A fellow named James Allen once wrote in his diary, “Many thinking people believe America has seen its best days.” He wrote that July 26, 1775. There are still those who believe America is weakening; that our glory was the brief flash of time called the 20th Century; that ours was a burst of greatness too bright and brilliant to sustain; that America’s purpose is past.

My friends, I utterly reject those views. That’s not the America we know. We were meant to be masters of destiny, not victims of fate. Who among us would trade America’s future for that of any other country in the world? And who could possibly have so little faith in our America that they would trade our tomorrows for our yesterdays?

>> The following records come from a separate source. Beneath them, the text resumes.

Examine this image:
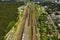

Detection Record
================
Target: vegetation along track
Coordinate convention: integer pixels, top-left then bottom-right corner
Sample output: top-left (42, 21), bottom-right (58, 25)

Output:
top-left (5, 4), bottom-right (40, 40)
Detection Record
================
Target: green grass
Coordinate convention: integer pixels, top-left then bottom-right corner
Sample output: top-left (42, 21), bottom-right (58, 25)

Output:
top-left (0, 2), bottom-right (23, 40)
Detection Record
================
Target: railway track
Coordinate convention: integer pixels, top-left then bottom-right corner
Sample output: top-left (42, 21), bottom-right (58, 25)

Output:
top-left (5, 4), bottom-right (40, 40)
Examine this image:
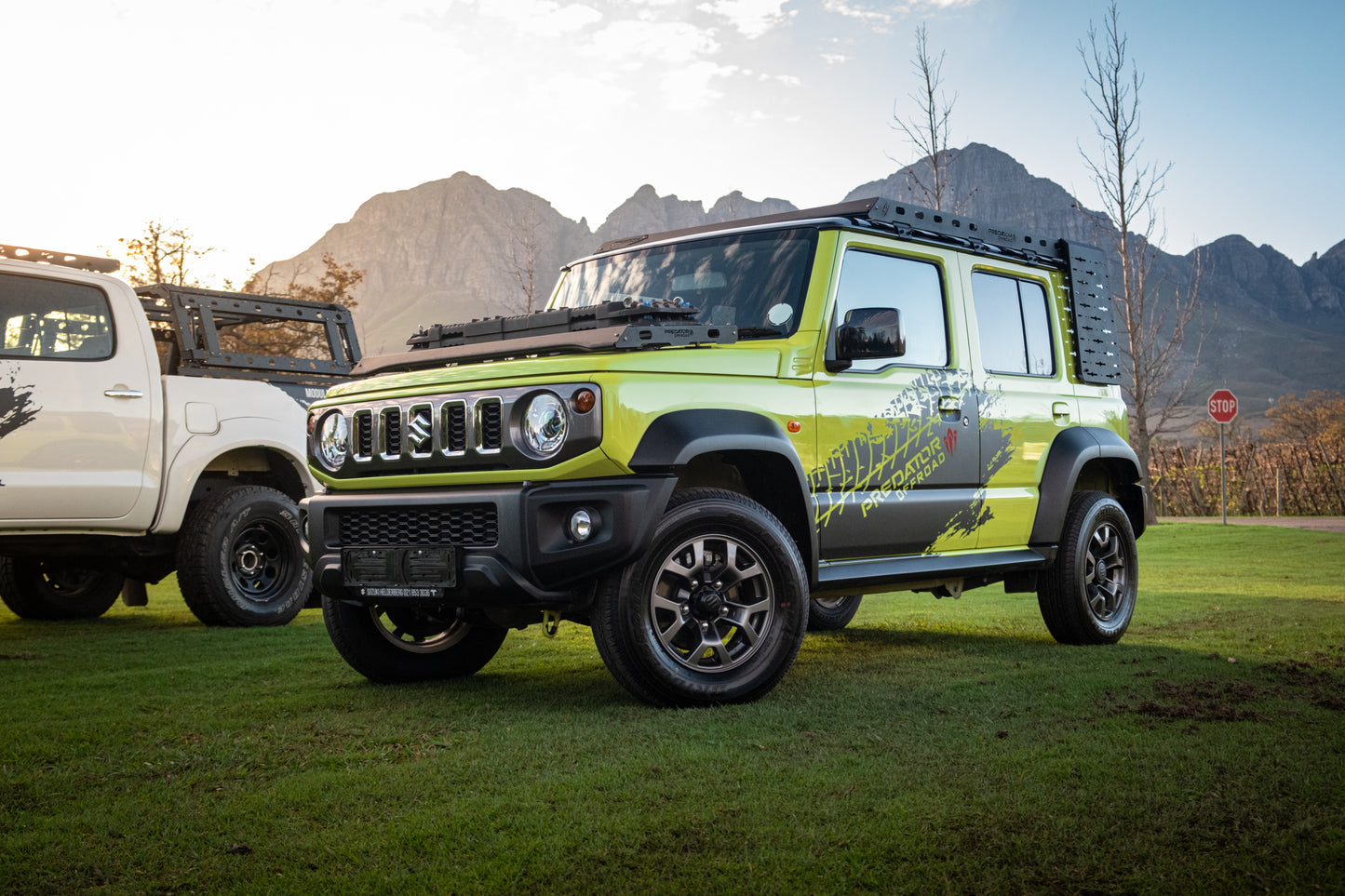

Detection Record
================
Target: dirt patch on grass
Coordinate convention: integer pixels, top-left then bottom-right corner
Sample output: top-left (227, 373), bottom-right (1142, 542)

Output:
top-left (1097, 646), bottom-right (1345, 725)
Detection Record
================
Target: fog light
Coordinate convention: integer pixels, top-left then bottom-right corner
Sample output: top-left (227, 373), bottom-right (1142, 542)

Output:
top-left (571, 507), bottom-right (598, 541)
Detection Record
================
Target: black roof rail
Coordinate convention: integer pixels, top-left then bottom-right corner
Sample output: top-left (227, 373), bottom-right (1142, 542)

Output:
top-left (0, 242), bottom-right (121, 274)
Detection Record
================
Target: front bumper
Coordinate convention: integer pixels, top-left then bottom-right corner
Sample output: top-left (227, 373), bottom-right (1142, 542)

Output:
top-left (299, 476), bottom-right (677, 608)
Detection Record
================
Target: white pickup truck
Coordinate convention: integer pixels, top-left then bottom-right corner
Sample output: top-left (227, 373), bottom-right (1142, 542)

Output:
top-left (0, 245), bottom-right (359, 625)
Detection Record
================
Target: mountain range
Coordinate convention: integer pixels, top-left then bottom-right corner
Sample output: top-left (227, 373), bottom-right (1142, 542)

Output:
top-left (261, 142), bottom-right (1345, 421)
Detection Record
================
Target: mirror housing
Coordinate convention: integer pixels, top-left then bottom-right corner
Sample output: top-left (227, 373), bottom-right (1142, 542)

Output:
top-left (827, 301), bottom-right (907, 373)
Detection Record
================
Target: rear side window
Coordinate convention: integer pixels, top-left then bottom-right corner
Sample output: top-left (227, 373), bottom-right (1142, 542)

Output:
top-left (971, 272), bottom-right (1056, 377)
top-left (0, 274), bottom-right (113, 361)
top-left (835, 249), bottom-right (948, 370)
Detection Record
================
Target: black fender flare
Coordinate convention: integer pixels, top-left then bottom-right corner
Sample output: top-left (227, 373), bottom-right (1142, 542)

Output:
top-left (1030, 426), bottom-right (1146, 546)
top-left (626, 408), bottom-right (818, 573)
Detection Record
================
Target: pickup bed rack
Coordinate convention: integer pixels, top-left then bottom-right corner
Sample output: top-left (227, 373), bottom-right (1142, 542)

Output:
top-left (136, 283), bottom-right (359, 385)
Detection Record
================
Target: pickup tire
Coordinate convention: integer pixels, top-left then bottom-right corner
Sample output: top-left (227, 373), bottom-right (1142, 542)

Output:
top-left (808, 595), bottom-right (864, 631)
top-left (590, 488), bottom-right (808, 706)
top-left (178, 486), bottom-right (312, 627)
top-left (0, 557), bottom-right (125, 619)
top-left (323, 597), bottom-right (508, 685)
top-left (1037, 491), bottom-right (1139, 645)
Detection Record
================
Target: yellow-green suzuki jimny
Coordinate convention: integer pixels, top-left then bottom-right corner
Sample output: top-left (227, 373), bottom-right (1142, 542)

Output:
top-left (302, 199), bottom-right (1148, 705)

Republican candidates and pundits can spend so much time waxing nostalgically about the Reagan era it can feel like they would trade our future for our past. This tendency, coupled with such an angry, divisive campaign, can leave people thinking the best is behind us, especially considering the crumbling of the Obama Presidency we are witnessing. This is a problem, and we will not win if we cannot put forward a credible and compelling vision for the country. Unfortunately, we are constantly sidetracked by the boorish shenanigans of Trump who is either lobbing insults, threatening to sue, or more recently maligning Muslims. We are a movement that believes in Shining Cities not Gestapos, and he is a charlatan masquerading as a conservative. We need to start aggressively calling him out for it.

Democrats have mastered identity politics, dividing voters against each other to cobble together winning coalitions. To combat this, republicans shouldn’t try to beat them at their own game but offer a unifying message, which is more constructive when it comes to actually governing. Rather than betting on government to manage the decline, I want to bet on the public to make this a better country. It has been a winning bet for over two centuries, and while we are suffering from abject incompetence in the White House, I see no reason to stop placing this bet. Where are the world’s greatest new companies from Facebook to Uber built? What country has the most hard-working, innovative citizenry? What country serves as the inspiration for the oppressed in the world? The questions can go on and on, but the answer remains the same: the United States.

Do we have challenges? Obviously, from a broken entitlement system to stagnant wages to an aggressive China and resurgent Russia. These challenges are not unusually grave, and we are better positioned than any other country on the earth with a better mix of personal freedom, economic ingenuity, military might, and demographics than any other nation. Without a shadow of a doubt, our best days are ahead of us. Decline is a choice not a sentence. Conservatives need to renew our faith in the future of the country. There is no reason for 58% of republican voters to feel like our best days are behind us. That is a failure of our political leadership to lay out a compelling vision. We need to move away from angry rhetoric, rebuke Trump’s asinine assertions, and once again explain our faith in the American people and how returning money and power to them can undo the damage Obama has done.

Pessimistic conservatism is a non-starter and ideologically inconsistent. We can express anger at the failings of the Obama/Clinton policies while also pivoting to an optimistic agenda that ensures brighter days are ahead. It’s the only way to win.